N-Gram

N-Gram Tokenisation Language-Modelling Text-Analysis Information-Retrieval Similarity Needs-Review

What it is

An n-gram is a contiguous sequence of n items drawn from a stream of text. The items are most commonly words (word n-grams) or characters (character n-grams), and n is a small positive integer. A sequence of two items is a bigram, three items a trigram, and one item a unigram. For n ≥ 4 the terms “4-gram”, “5-gram”, and so on are standard.

N-grams are one of the oldest and most broadly applied primitives in NLP. The same mechanism — slide a window of width n across a sequence and emit each window’s contents — underpins language model probability estimation, full-text index construction, spelling correction, document similarity, and plagiarism detection.

How it works

Given a token sequence, a window of width n slides one position at a time from left to right.

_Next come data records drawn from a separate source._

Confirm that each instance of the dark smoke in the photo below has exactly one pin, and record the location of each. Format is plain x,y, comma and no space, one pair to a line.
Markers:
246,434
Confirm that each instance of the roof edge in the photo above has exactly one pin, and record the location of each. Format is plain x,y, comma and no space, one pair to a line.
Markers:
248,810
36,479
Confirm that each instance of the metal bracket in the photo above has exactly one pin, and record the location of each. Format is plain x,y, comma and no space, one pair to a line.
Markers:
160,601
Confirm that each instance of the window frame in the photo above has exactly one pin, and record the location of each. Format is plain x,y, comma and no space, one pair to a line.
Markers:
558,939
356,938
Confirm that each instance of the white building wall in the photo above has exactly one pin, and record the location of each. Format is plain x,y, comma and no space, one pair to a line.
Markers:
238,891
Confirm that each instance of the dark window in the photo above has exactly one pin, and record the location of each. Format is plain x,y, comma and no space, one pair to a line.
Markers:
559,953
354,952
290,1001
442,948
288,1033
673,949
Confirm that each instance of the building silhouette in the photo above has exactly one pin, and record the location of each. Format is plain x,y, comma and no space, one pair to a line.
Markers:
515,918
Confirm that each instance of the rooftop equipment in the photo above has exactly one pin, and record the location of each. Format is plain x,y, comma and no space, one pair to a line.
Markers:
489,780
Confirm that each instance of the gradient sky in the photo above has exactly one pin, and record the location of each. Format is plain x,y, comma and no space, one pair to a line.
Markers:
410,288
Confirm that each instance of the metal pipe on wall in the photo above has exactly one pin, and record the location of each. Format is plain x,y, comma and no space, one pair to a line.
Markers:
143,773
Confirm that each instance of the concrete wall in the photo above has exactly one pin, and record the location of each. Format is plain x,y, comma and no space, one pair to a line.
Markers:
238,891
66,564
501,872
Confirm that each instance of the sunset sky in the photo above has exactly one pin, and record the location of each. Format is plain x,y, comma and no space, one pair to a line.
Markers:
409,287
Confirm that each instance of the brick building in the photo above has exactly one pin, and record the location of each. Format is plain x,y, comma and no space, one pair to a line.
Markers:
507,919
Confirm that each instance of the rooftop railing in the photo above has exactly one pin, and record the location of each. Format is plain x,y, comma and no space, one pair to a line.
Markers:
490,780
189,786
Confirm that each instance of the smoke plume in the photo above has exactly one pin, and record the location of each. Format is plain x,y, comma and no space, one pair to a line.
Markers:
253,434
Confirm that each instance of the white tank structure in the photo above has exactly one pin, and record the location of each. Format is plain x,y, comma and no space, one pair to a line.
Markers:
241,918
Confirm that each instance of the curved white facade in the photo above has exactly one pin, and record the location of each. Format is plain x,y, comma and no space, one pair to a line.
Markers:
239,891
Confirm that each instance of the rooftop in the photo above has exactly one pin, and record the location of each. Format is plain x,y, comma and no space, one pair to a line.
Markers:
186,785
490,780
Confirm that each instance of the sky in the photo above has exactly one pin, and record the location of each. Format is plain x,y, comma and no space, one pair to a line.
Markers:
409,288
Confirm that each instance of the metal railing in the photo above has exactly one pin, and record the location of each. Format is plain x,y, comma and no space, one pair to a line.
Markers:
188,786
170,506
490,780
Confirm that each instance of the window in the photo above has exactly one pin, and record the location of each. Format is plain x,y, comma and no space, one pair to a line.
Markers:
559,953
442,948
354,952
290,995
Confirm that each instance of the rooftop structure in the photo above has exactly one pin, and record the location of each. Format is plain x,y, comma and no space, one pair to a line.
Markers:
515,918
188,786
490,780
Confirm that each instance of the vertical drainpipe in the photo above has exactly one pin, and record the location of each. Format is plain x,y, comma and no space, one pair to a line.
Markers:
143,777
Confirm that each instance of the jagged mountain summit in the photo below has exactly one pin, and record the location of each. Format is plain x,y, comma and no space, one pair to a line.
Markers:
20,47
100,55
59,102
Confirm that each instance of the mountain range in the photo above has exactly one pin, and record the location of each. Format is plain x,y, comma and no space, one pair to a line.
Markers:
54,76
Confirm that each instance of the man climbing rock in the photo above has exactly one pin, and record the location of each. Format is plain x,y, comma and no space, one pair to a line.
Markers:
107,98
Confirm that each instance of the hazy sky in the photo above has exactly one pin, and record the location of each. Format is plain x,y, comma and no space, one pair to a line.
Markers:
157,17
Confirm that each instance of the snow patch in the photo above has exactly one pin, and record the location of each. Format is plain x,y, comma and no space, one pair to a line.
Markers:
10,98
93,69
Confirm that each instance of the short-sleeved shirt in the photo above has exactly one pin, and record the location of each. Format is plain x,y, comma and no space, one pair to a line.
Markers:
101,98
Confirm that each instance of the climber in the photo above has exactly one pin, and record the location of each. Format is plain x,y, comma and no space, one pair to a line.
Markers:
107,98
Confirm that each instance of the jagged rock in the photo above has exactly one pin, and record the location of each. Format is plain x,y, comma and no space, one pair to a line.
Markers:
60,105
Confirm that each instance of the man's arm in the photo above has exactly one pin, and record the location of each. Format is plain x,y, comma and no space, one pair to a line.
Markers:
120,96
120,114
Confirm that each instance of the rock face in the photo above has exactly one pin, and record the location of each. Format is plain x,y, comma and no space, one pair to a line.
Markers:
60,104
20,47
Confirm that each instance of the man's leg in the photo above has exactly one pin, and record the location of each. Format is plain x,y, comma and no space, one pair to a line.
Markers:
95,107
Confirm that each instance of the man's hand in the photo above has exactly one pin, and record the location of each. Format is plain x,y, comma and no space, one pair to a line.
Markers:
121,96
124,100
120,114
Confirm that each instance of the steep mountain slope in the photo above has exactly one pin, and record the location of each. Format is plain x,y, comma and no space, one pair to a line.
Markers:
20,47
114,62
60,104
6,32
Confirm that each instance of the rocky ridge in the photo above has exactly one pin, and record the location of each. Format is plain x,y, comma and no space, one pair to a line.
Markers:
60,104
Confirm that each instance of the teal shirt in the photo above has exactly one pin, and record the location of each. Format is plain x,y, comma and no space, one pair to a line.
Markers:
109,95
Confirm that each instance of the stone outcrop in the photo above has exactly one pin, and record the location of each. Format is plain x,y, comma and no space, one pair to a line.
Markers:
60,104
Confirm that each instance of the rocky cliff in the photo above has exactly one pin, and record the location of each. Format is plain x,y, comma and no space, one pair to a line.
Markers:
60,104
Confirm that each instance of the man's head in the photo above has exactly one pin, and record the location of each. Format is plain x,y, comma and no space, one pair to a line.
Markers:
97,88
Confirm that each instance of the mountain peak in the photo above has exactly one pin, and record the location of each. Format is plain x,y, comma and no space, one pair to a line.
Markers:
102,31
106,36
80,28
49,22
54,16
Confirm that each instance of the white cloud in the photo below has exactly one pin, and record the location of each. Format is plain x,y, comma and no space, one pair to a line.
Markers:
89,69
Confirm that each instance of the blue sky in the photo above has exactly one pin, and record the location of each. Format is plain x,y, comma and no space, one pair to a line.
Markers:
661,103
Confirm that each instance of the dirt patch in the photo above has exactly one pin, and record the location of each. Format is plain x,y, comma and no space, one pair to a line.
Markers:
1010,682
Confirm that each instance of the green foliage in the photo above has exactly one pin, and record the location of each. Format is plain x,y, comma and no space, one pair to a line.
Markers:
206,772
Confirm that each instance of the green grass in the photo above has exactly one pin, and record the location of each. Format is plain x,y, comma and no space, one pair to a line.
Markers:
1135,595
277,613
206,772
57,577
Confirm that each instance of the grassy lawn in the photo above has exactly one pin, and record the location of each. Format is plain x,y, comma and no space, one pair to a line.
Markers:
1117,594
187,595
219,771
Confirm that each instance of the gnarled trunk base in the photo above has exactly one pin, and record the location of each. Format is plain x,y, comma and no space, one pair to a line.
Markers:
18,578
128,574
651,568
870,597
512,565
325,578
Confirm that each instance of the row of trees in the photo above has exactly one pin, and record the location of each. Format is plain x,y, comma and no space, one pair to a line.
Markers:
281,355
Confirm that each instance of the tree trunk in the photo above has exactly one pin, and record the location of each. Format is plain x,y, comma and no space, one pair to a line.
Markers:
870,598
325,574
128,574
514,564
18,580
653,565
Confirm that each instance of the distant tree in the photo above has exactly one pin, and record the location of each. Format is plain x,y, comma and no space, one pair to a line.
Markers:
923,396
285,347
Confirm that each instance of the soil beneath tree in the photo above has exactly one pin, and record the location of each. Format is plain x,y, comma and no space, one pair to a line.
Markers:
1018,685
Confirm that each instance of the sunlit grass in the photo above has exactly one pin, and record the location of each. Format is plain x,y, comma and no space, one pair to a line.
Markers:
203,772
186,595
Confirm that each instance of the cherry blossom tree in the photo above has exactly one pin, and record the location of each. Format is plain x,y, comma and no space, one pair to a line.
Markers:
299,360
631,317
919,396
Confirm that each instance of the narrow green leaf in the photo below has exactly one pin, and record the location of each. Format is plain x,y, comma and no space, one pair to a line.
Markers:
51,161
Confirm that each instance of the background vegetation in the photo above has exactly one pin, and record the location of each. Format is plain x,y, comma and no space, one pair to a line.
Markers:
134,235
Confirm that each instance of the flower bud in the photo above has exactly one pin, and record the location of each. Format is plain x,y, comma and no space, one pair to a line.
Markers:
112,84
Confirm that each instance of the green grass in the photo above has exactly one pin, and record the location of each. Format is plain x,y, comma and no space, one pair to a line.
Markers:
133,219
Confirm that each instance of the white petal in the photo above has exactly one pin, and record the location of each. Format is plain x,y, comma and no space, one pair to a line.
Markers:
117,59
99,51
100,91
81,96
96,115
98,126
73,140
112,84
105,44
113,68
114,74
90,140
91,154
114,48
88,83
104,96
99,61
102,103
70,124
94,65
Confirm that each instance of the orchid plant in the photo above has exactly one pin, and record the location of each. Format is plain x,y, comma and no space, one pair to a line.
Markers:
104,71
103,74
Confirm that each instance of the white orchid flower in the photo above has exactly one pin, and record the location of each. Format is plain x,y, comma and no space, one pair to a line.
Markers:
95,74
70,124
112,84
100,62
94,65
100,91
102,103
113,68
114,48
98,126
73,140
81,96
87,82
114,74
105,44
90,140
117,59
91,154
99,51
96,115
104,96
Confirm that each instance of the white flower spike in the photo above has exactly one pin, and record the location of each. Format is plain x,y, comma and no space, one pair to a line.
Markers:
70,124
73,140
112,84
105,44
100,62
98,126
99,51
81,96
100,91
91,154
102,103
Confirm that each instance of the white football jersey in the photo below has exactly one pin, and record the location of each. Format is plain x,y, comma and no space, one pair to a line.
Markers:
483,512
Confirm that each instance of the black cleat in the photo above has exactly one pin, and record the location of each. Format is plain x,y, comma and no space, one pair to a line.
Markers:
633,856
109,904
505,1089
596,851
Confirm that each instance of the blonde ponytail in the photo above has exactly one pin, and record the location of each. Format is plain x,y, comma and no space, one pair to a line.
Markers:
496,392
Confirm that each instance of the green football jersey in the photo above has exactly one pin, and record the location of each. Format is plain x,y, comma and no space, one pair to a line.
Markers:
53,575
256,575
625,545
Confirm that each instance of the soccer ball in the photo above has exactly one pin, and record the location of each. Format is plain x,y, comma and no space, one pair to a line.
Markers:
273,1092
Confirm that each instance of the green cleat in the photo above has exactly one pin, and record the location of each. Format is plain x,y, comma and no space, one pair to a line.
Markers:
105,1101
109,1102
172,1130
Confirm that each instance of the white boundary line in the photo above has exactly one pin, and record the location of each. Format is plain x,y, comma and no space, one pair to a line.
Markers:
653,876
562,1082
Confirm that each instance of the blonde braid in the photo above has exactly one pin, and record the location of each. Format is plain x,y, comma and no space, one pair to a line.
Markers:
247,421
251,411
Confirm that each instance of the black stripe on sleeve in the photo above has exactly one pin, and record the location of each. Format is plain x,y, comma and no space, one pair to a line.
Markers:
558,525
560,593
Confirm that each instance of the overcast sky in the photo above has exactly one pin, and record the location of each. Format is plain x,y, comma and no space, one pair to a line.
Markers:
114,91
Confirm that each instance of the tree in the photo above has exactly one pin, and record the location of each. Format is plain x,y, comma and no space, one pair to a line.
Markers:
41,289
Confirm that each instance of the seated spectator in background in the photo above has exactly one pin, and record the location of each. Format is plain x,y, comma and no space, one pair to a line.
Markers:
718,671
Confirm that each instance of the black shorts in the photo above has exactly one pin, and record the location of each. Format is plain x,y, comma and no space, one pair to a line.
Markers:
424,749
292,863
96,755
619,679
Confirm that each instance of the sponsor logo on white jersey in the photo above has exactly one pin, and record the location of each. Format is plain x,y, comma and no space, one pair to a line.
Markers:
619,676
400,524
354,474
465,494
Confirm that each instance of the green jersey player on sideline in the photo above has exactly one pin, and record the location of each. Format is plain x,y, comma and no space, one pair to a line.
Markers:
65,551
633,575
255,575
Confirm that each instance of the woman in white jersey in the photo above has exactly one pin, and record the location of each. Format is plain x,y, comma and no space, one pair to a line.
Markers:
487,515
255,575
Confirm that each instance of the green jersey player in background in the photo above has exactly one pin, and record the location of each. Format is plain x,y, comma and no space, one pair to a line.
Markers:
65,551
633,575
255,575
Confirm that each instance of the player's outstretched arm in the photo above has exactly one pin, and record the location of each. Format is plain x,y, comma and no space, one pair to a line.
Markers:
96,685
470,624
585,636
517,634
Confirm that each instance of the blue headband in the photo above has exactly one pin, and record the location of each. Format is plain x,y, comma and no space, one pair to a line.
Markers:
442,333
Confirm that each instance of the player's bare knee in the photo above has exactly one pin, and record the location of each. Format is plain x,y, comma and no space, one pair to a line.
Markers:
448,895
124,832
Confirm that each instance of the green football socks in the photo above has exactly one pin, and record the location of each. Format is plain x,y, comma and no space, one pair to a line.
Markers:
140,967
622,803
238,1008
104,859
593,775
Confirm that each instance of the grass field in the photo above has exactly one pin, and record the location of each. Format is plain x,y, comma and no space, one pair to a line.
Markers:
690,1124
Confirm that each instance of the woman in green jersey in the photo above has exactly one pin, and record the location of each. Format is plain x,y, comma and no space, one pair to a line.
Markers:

At each position, the n tokens currently inside the window form one n-gram. A sequence of L tokens produces L − n + 1 n-grams (assuming no padding).

For character n-grams, the same logic applies at the character level rather than the word level. The string "fox" with n = 2 produces: fo, ox.

The mechanics in Python:

def ngrams(tokens: list[str], n: int) -> list[tuple[str, ...]]:
    return [tuple(tokens[i : i + n]) for i in range(len(tokens) - n + 1)]

tokens = ["the", "quick", "brown", "fox"]
print(ngrams(tokens, 2))
# [('the', 'quick'), ('quick', 'brown'), ('brown', 'fox')]
print(ngrams(tokens, 3))
# [('the', 'quick', 'brown'), ('quick', 'brown', 'fox')]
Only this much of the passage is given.